UK's Brown to skip Olympics opening


LONDON, England (AP) -- British Prime Minister Gordon Brown will skip the opening ceremony of the Beijing Olympics.

He became the second major world leader after German Chancellor Angela Merkel to decide to stay away from the opening ceremonies, although Brown's office insisted Wednesday that he was not boycotting the Olympics and would attend the closing ceremony.

French President Nicolas Sarkozy said last month that he was debating not attending the opening ceremony.

Asked whether U.S. President George W. Bush would go to the opening portion of the Olympics, White House press secretary Dana Perino demurred, citing the fluid nature of a foreign trip.

"It is extremely premature for me to say what the president's schedule is going to be" in August, she said.

Democratic presidential candidate Sen. Hillary Rodham Clinton and others have urged Bush to consider staying away from the opening ceremony as a way to underscore U.S. concerns about the recent unrest in Tibet and questions about China's relationship with Sudan.

Brown, too, has been under intense pressure from human rights campaigners to send a message to China. But his decision not to attend the opening ceremony is not an act of protest, a spokeswoman for his office said, speaking anonymously in line with government policy.

She said the decision was made weeks ago and was not a stand on principle.

"He had never planned to attend," she said. "There is absolutely no change in our position."

International Olympic Committee President Jacques Rogge said in February that he expected many heads of state -- including Bush, Merkel and French President Nicolas Sarkozy -- to attend the opening ceremony.

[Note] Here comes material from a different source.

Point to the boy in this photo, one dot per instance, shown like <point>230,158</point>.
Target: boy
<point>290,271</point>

Hollywood director Steven Spielberg withdrew in February as an artistic adviser to the opening and closing ceremonies, saying China had not done enough to halt the bloodshed in Sudan's Darfur region. China buys much of Sudan's oil and supplies many of the weapons used in the Darfur conflict.

The leader of Britain's Liberal Democrat party, Nick Clegg, told British Broadcasting Corp. that Brown "seems to do the right thing late in the day when he is forced to do so because of public opinion."

London is hosting the next Olympics in 2012 and British officials were expected to be prominent at events throughout the games in China.